Proper way to FTS Index and search Meta().id or docids using regex or wildcard seaches

Using Node SDK 2.6.9 and Couchbase Server 6.0.x

Objective:
Illustration how to use FTS Search for documents with IDS’s matching a regular expression pattern without storing the Meta().id as a field within each target document.

What I have achieved
I have a working FTS index which includes an “id” field configured with the “keyword” analyzer. This id field is set from the Meta().id of the document. I am able to apply regex searches using this regex pattern: “^[a-z]{5,15}::dp::entity::[0-9]{4,10}$” successfully using the SDK regex search function in a variety of ways.

I would prefer not to store this ID within the document. I have reviewed the documentation for indexing as a “Doc ID with regex”. However, the documentation only illustrates examples using full document ids with the “docIds” function in the SDK. How does one implement a regex search against an index configured as Doc Id with regex"?

Thanks

JG

“Doc ID with regex” is a way couchbase FTS will allow you to extract “type identifiers” for indexing.
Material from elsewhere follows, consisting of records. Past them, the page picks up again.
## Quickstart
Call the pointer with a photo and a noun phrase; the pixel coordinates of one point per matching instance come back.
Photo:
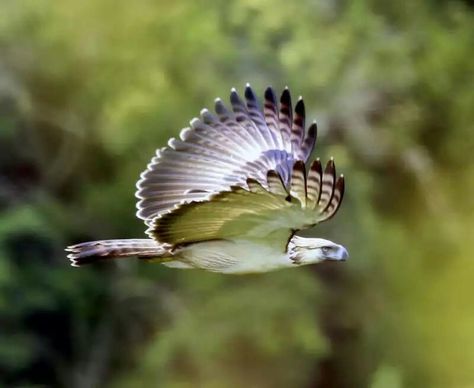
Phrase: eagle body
(245, 256)
(230, 193)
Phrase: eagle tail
(93, 251)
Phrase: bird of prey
(230, 193)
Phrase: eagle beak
(343, 254)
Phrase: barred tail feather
(92, 251)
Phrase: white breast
(232, 257)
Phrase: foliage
(89, 89)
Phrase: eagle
(230, 194)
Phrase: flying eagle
(229, 195)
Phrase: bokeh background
(89, 89)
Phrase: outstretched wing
(270, 214)
(222, 150)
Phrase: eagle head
(304, 250)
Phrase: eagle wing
(223, 150)
(267, 212)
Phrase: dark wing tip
(286, 97)
(299, 108)
(330, 168)
(270, 95)
(249, 93)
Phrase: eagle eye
(326, 250)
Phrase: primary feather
(236, 175)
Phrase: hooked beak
(343, 254)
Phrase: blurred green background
(88, 90)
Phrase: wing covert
(221, 150)
(266, 212)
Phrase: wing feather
(243, 147)
(255, 212)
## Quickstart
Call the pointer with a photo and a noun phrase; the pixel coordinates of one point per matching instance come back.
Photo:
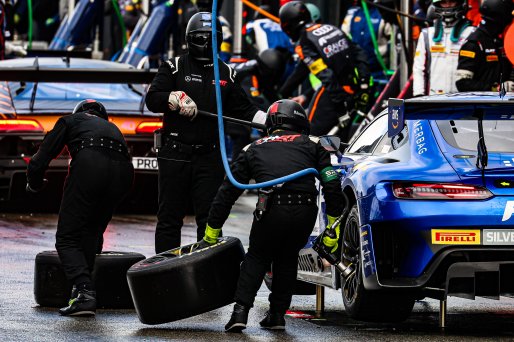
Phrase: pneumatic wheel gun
(325, 252)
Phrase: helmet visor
(201, 39)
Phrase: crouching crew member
(190, 164)
(100, 174)
(284, 217)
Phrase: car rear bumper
(413, 244)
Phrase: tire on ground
(362, 304)
(301, 288)
(52, 289)
(178, 283)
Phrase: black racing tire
(178, 283)
(301, 288)
(52, 289)
(359, 303)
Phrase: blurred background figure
(437, 51)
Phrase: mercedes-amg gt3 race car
(430, 185)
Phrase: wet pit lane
(24, 235)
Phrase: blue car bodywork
(458, 244)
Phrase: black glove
(36, 187)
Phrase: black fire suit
(342, 68)
(190, 163)
(283, 229)
(483, 64)
(100, 174)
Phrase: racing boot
(273, 321)
(84, 304)
(238, 319)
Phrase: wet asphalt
(23, 235)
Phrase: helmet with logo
(206, 5)
(314, 11)
(91, 106)
(287, 115)
(294, 16)
(498, 11)
(450, 14)
(199, 36)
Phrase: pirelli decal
(467, 53)
(317, 66)
(437, 48)
(455, 237)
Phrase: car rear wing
(462, 106)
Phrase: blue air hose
(220, 121)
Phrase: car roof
(61, 98)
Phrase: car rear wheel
(359, 303)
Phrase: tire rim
(351, 255)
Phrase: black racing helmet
(199, 37)
(498, 11)
(287, 115)
(450, 14)
(206, 5)
(294, 16)
(92, 107)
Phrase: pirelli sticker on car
(455, 237)
(467, 53)
(499, 237)
(317, 66)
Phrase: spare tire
(185, 282)
(52, 289)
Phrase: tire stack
(52, 289)
(185, 282)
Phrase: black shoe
(238, 319)
(83, 305)
(273, 321)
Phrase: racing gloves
(178, 100)
(332, 242)
(210, 238)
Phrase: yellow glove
(332, 242)
(211, 235)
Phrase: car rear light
(14, 125)
(148, 127)
(443, 191)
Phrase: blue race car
(430, 185)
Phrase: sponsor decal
(437, 48)
(317, 66)
(455, 237)
(498, 237)
(334, 48)
(322, 30)
(509, 210)
(368, 255)
(222, 82)
(466, 53)
(276, 138)
(419, 137)
(144, 163)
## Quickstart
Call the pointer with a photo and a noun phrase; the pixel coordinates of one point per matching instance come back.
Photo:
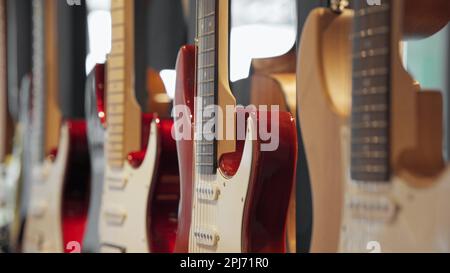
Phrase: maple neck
(3, 89)
(38, 97)
(207, 57)
(123, 112)
(46, 118)
(370, 147)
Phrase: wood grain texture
(53, 116)
(409, 212)
(324, 95)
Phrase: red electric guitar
(141, 186)
(234, 193)
(59, 159)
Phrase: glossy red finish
(270, 184)
(165, 193)
(271, 181)
(184, 95)
(75, 200)
(135, 159)
(100, 92)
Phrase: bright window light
(169, 78)
(99, 27)
(260, 29)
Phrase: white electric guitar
(59, 182)
(140, 192)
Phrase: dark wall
(72, 46)
(19, 48)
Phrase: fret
(371, 92)
(370, 108)
(38, 70)
(379, 124)
(377, 169)
(370, 155)
(369, 140)
(206, 83)
(372, 72)
(211, 14)
(371, 32)
(123, 128)
(371, 53)
(375, 90)
(372, 10)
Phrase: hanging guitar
(140, 191)
(324, 87)
(396, 193)
(234, 194)
(60, 165)
(273, 83)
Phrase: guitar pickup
(207, 192)
(117, 183)
(206, 237)
(373, 208)
(115, 216)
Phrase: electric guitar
(59, 182)
(5, 212)
(274, 83)
(141, 186)
(397, 187)
(94, 96)
(324, 88)
(235, 192)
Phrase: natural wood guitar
(234, 195)
(397, 186)
(324, 88)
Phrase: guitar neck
(206, 82)
(371, 92)
(213, 86)
(3, 97)
(123, 112)
(46, 112)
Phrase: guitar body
(398, 218)
(10, 188)
(274, 83)
(139, 209)
(60, 194)
(396, 193)
(324, 97)
(254, 192)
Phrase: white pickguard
(43, 230)
(224, 217)
(397, 217)
(123, 220)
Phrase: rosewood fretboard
(371, 92)
(206, 143)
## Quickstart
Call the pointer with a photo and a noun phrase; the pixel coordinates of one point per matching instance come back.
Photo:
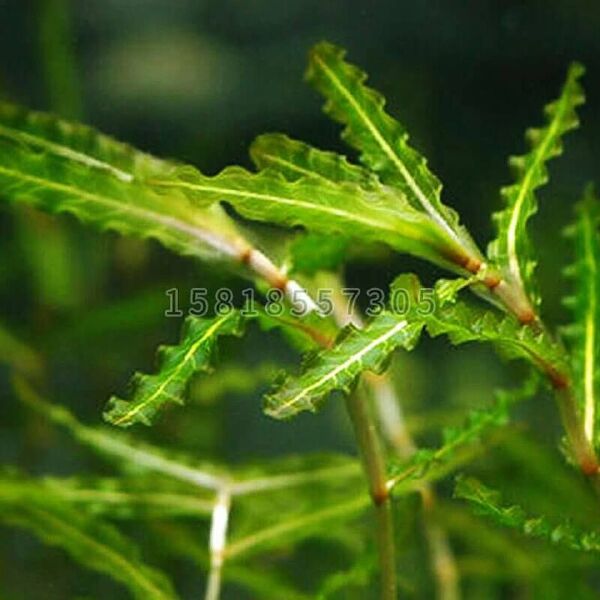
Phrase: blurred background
(197, 80)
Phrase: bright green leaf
(382, 141)
(585, 303)
(177, 365)
(91, 542)
(338, 368)
(488, 503)
(511, 250)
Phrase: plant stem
(443, 564)
(583, 451)
(374, 464)
(393, 425)
(218, 540)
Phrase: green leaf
(488, 502)
(130, 208)
(383, 142)
(511, 250)
(428, 463)
(585, 304)
(462, 321)
(64, 167)
(177, 365)
(91, 542)
(139, 497)
(320, 206)
(296, 160)
(46, 134)
(338, 368)
(129, 455)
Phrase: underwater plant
(329, 208)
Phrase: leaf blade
(585, 306)
(381, 140)
(511, 248)
(338, 368)
(178, 363)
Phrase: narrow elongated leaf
(338, 368)
(322, 207)
(511, 249)
(488, 503)
(381, 140)
(129, 455)
(295, 160)
(91, 542)
(461, 321)
(76, 143)
(95, 196)
(117, 498)
(65, 167)
(478, 425)
(177, 365)
(18, 355)
(585, 303)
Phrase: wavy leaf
(434, 463)
(295, 160)
(49, 135)
(585, 304)
(177, 365)
(55, 184)
(488, 503)
(383, 141)
(91, 542)
(511, 250)
(444, 314)
(129, 455)
(337, 369)
(319, 206)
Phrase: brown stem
(374, 464)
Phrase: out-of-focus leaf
(488, 502)
(91, 542)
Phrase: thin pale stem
(217, 544)
(374, 464)
(393, 424)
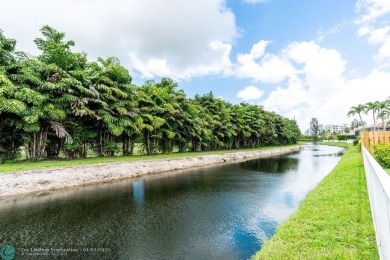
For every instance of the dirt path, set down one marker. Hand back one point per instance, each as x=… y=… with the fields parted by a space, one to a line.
x=40 y=181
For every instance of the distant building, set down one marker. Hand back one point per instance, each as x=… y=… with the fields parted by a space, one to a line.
x=330 y=128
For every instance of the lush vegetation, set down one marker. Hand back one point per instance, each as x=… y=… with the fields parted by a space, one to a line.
x=28 y=165
x=333 y=222
x=380 y=111
x=382 y=154
x=59 y=103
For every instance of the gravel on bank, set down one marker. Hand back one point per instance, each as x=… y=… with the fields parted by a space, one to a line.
x=32 y=182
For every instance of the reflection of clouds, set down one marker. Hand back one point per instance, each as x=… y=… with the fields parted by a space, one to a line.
x=246 y=242
x=295 y=185
x=138 y=192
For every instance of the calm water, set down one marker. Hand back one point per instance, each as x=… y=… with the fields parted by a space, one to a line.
x=224 y=212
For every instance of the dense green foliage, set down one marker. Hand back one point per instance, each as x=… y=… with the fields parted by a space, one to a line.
x=333 y=222
x=58 y=103
x=380 y=110
x=382 y=154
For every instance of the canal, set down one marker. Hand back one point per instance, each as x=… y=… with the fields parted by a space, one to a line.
x=222 y=212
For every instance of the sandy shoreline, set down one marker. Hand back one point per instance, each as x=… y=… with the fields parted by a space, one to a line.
x=25 y=183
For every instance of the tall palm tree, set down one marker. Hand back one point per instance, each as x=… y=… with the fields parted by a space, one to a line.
x=384 y=112
x=374 y=107
x=357 y=110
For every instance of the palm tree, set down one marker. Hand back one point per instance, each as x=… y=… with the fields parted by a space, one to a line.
x=359 y=109
x=374 y=107
x=384 y=112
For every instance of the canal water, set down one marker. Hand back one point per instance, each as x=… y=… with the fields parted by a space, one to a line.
x=223 y=212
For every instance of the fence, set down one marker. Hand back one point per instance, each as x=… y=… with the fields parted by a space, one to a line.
x=378 y=183
x=369 y=139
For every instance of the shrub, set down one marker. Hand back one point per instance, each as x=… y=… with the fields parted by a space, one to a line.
x=382 y=155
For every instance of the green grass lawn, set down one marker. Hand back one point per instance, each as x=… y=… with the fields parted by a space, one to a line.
x=333 y=222
x=20 y=166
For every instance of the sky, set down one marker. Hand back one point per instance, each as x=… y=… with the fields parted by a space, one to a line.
x=301 y=59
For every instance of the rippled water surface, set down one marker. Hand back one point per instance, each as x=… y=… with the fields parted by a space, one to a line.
x=224 y=212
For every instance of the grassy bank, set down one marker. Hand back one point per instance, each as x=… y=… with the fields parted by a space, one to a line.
x=333 y=222
x=26 y=165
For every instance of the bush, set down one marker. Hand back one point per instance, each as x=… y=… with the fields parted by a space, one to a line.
x=382 y=155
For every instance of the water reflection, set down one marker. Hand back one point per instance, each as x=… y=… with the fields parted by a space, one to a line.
x=224 y=212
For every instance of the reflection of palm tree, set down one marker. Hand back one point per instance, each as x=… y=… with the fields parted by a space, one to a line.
x=357 y=110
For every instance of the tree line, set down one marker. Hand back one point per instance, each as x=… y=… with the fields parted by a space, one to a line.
x=59 y=103
x=380 y=111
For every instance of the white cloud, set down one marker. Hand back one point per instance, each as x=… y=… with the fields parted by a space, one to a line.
x=261 y=66
x=255 y=1
x=371 y=20
x=316 y=90
x=372 y=9
x=250 y=93
x=174 y=38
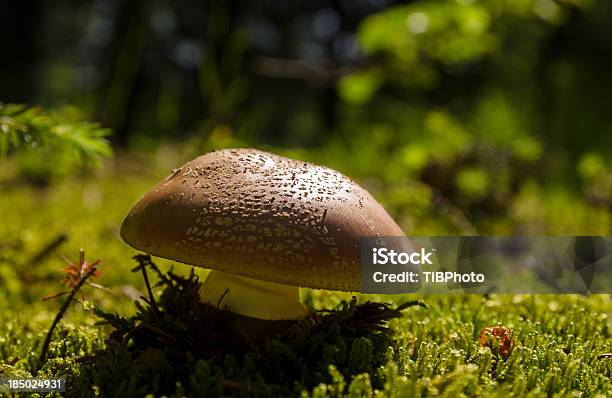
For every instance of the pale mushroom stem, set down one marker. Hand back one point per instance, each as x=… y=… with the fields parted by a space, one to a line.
x=252 y=297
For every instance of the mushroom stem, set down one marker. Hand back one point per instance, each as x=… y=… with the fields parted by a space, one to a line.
x=252 y=297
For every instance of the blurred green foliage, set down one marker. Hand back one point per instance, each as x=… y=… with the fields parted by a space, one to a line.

Let me explain this better with an example …

Ex: Say you have these documents on your couchbase bucket…

  • doc-airline-23
  • doc-airline-421
  • doc-airport-992

Using the regexp: -[a-z]*-, the docIDs that would match the pattern are: “-airline-” and “-airport-”.
Setting the above regex in your “Doc ID with regex” field, you’ll be able to define top level type mappings: “-airline-” or “-airport-” to index only those documents whose Doc IDs contain the term.

So setting this as your index definition would index all attributes of documents with “-airline-” in their IDs …

{
  "name": "temp",
  "type": "fulltext-index",
  "params": {
    "doc_config": {
      "docid_regexp": "-[a-z]*-",
      "mode": "docid_regexp"
    },
    "mapping": {
      "default_analyzer": "standard",
      "default_datetime_parser": "dateTimeOptional",
      "default_field": "_all",
      "default_mapping": {
        "dynamic": true,
        "enabled": false
      },
      "types": {
        "-airline-": {
          "dynamic": true,
          "enabled": true
        }
      }
    },
    "store": {
      "indexType": "scorch"
    }
  },
  "sourceType": "couchbase",
  "sourceName": "bucket",
  "sourceUUID": "",
  "uuid": ""
}

Hope that explains what “Doc ID with regex” is intended to do. Note that this won’t assist you in searching the doc IDs based on a regexp - it’ll only index ones that you’ve matched using the regexp.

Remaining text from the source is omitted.